Im thinking of doing the same as the phaserunner.
We can code into the VESC and program it to give us the freewheel effect.

I am also going to use a Flipsky Remote for a skateboard that has forward and reverse built into the throttle. The forward motion of the Throttle will control the level of regen breaking. It probably won't mount to my handlebar the way I want out of the box so either I will remove the guts and put them in my own shell or simply make a mount to mount it.

Secondly you set the VESC for the amount of regen current you want to allow back to the battery. And then on top of that program the BMS to only allow certin level of charge current.

Far as PAS we can hook that up as a secondary throttle input. It works the same way. The big difference is with the VESC we can map and adjust the throttle levels. Meaning we can make the motor react to the throttle / pas any way we wish.

We can fine tune every parameter the way we wish.

Also the Eggrider works with the VESC. I have a EggRider hoked up. But you can just use the VESC Bluetooth app on your phone for a really good display.

All this stuff is open source. Meaning if it won't do what you want you can simply write your own code and implement your own features. So the only limitation is how creative you can be.
 
When you go to assist level 0 the controller gives the motor a watt of power,
You can never just coast and take advantage of the momentum you have earned

On a related note, @m@Robertson mentioned that the KT controller never drops to zero Watts while coasting.
I finally had a long enough downhill coast for the KT Watt meter to read its lowest reading and I was something like 20 Watts.
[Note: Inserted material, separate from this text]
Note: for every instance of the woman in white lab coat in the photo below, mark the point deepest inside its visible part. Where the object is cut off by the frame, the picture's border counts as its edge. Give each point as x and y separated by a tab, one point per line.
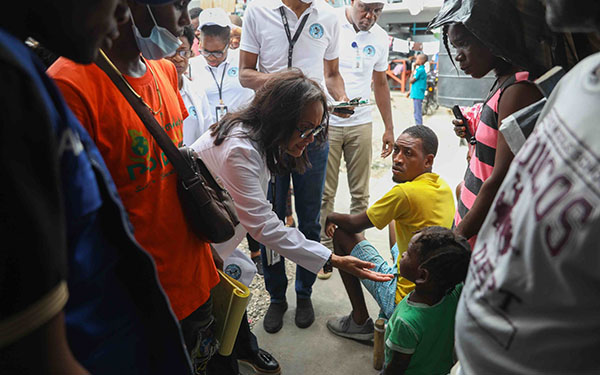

So I guess it takes more power to overcome the drag of my clutch, than it takes to overcome the cogging resistance of a DD?

Does that make sense?
 
It is the force of wind resistance that influences the power level. The wind resistance is adding way more drag than the motor in either case.
 
On a related note, @m@Robertson mentioned that the KT controller never drops to zero Watts while coasting.
I finally had a long enough downhill coast for the KT Watt meter to read its lowest reading and I was something like 20 Watts.
I can get a different minimum number if I re-grease the hub (goes down), or I clamp it back together a little wrong. If I do a re-grease and the minimum jumps to 60w then I know I've done something wrong and have to go back over it again. Thats actually happened to me.
 
I can get a different minimum number if I re-grease the hub (goes down), or I clamp it back together a little wrong. If I do a re-grease and the minimum jumps to 60w then I know I've done something wrong and have to go back over it again. Thats actually happened to me.

COOL 😎 That makes sense !!

The controller probably compares the speed sensor data to the hall sensor data to know how much power to give the motor to overcome the drag of the clutch and/or grease.